Ayrıca, İspanya'da en çok büyüyen modelin, çocuğu babanın yetimliğine mahkum eden tek ebeveynli aileler olan bekar anneler modeli olduğunu açıkladı. Bu çocuklar annenin varoluşsal boşluğunu doldurmak için gelirler ki bu da bazı psikiyatristlerin psikolojik ensest olarak adlandırdığı durumdur. Bunun sonucunda, bu çocuklardan bazıları annelerine karşı saldırganlaşmaktadır çünkü normalde baba tarafından yönetilen özerklik onlara verilmemiştir. Aynı zamanda onları ruhani yetimler olarak bırakırlar, ilahi babalığı bilemezler.

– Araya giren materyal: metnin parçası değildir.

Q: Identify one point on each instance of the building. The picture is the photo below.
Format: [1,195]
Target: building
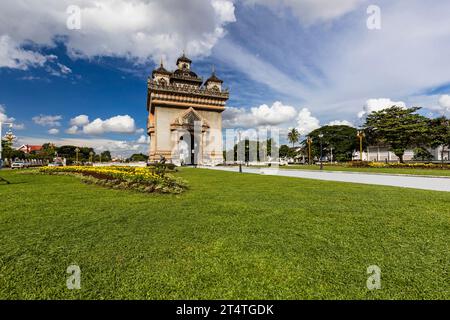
[383,154]
[26,148]
[185,115]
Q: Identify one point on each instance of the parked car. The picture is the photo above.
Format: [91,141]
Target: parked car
[18,165]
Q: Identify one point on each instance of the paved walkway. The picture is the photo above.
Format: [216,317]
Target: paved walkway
[405,181]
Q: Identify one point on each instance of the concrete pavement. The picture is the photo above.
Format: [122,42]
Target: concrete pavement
[405,181]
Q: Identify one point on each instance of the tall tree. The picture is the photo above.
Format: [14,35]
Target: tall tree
[439,134]
[293,136]
[398,128]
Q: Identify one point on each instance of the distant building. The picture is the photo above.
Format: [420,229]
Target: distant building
[382,154]
[185,115]
[27,148]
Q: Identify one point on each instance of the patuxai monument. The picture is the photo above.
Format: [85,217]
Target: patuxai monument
[185,115]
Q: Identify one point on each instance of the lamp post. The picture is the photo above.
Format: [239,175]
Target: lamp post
[1,125]
[309,141]
[240,162]
[360,135]
[321,151]
[77,150]
[1,150]
[331,157]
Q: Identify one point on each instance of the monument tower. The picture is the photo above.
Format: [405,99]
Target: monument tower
[185,115]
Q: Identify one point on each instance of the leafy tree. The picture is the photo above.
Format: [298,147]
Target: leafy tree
[342,139]
[138,157]
[106,155]
[439,134]
[265,148]
[293,136]
[8,152]
[422,154]
[398,128]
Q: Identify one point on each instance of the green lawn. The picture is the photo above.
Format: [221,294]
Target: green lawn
[230,236]
[408,171]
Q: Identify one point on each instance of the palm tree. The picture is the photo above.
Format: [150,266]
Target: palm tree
[293,136]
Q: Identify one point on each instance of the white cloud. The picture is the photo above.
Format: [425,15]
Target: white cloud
[341,123]
[138,29]
[275,115]
[64,69]
[117,147]
[72,130]
[117,124]
[47,120]
[80,120]
[5,118]
[12,56]
[444,103]
[374,105]
[306,122]
[311,11]
[143,139]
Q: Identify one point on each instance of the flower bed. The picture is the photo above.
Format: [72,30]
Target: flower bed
[398,165]
[129,178]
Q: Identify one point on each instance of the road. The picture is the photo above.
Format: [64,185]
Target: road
[405,181]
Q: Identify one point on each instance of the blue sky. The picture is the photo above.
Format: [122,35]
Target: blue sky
[288,63]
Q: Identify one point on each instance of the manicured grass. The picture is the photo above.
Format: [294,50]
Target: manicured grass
[230,236]
[408,171]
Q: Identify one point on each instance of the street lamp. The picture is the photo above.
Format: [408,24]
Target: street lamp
[331,156]
[1,125]
[321,151]
[240,162]
[1,150]
[77,150]
[360,135]
[309,141]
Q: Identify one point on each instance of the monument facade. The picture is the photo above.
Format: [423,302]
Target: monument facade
[185,115]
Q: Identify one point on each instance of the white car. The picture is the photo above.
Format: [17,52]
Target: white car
[18,165]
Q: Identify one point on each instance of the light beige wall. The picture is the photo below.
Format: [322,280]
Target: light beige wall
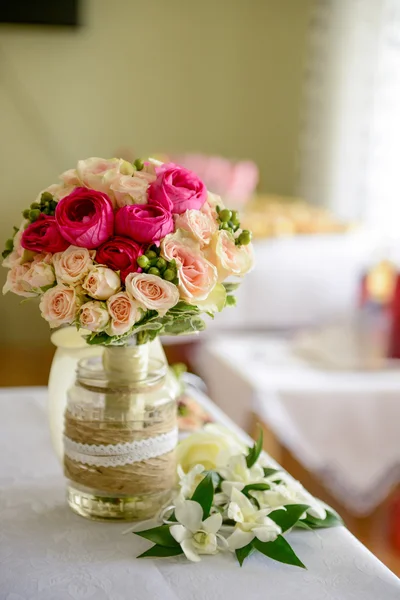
[217,76]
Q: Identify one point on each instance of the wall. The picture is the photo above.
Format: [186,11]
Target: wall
[216,76]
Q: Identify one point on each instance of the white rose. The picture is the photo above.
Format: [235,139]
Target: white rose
[199,224]
[59,305]
[152,292]
[72,265]
[101,283]
[40,274]
[94,316]
[124,313]
[131,190]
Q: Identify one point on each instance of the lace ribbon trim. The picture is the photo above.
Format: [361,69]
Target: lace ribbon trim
[117,455]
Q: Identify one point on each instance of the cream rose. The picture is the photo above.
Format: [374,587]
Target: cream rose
[197,276]
[94,316]
[124,313]
[72,265]
[40,274]
[15,281]
[101,283]
[59,305]
[228,258]
[212,447]
[152,292]
[202,226]
[131,190]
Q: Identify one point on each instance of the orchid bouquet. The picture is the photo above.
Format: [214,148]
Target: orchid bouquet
[233,500]
[124,249]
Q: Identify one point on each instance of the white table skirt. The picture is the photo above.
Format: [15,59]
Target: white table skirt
[49,553]
[341,425]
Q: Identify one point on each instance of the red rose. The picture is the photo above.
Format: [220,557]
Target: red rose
[120,254]
[144,223]
[85,218]
[43,236]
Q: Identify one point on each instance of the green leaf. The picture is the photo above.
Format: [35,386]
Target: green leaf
[159,535]
[204,494]
[161,552]
[279,550]
[255,486]
[332,520]
[242,553]
[255,451]
[268,471]
[289,517]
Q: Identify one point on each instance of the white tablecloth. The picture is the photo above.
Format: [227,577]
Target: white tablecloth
[342,425]
[49,553]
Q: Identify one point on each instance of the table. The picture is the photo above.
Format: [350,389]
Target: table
[49,553]
[342,426]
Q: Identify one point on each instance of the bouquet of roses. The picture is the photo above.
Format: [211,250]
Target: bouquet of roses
[125,249]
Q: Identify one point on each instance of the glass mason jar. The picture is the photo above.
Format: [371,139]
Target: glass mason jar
[120,435]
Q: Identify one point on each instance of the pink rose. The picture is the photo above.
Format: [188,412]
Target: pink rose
[144,223]
[43,236]
[199,224]
[120,254]
[124,313]
[59,305]
[177,189]
[131,189]
[85,218]
[228,258]
[152,292]
[94,316]
[72,265]
[15,281]
[40,275]
[197,276]
[101,283]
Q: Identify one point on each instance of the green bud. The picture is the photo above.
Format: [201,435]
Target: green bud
[245,237]
[235,217]
[225,215]
[139,164]
[169,275]
[34,214]
[143,261]
[161,263]
[46,197]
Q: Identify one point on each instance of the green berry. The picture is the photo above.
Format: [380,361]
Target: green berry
[143,261]
[139,164]
[34,214]
[245,237]
[225,215]
[161,263]
[169,274]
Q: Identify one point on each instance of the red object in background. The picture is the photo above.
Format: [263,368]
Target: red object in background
[394,523]
[394,331]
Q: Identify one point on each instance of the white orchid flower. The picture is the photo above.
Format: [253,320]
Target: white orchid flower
[188,482]
[250,522]
[289,492]
[193,534]
[237,474]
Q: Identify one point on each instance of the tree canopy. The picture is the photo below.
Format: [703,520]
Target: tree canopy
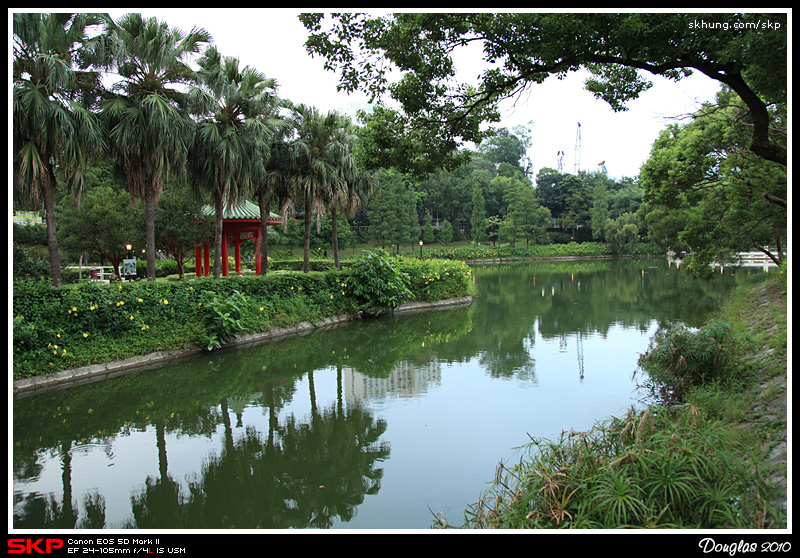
[411,58]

Bu çerçevede, izleyicilerden gelen bir soruya yanıt verdi: "Küçükken size kendimi kadın gibi hissediyorum diyen çocuklara, onları dünyadaki her şeyden daha çok sevmelisiniz, ama bence davranış örneği en önemli şeydir. Bence babanın örneği çok önemli. Çocukların birincil cinsel özdeşleşmesi anneyle olur, doğduklarında dişil cinsellikle özdeşleşirler, bu da bir yırtılmadan geçmeli ve babanın manyetik alanıyla bir bağlantı deneyimlemelidir. Bu nedenle babanın yokluğu bugün bir sorundur. Bu nedenle artık erkek olmaktan ve zayıfı savunma, cesaret ve rekabetçilik gibi özünde erkeksi olan nitelikleri ifade etmekten korkuluyor.

Psişik-anne özü

Sonuç olarak, kadınların dengeyi sağlamak için psişik-anaç özlerini ve erotik-profesyonel yanlarını yeniden kazanmaları gerektiğine inanıyor. Bu özgürlük, erkekler sayesinde daha tam olarak elde edilebilir. "Erkek eve girdiğinde dışarı çıkabileceğiz ve daha fazla denge sağlayacağız. İnsanın ötekiliği işte bu yüzden çok önemlidir.

 

Şu adrese erişebilirsiniz Karşılaşmalar Arşivi onları tekrar görmek için CARF Reflection'ın

Tanrı'nın gülümsemesini yeryüzünde paylaşın.

Bağışınızı belirli bir piskoposluk rahibine, papaz yardımcısına veya din görevlisine atıyoruz, böylece onun hikayesini bilebilir ve onun için adı ve soyadıyla dua edebilirsiniz.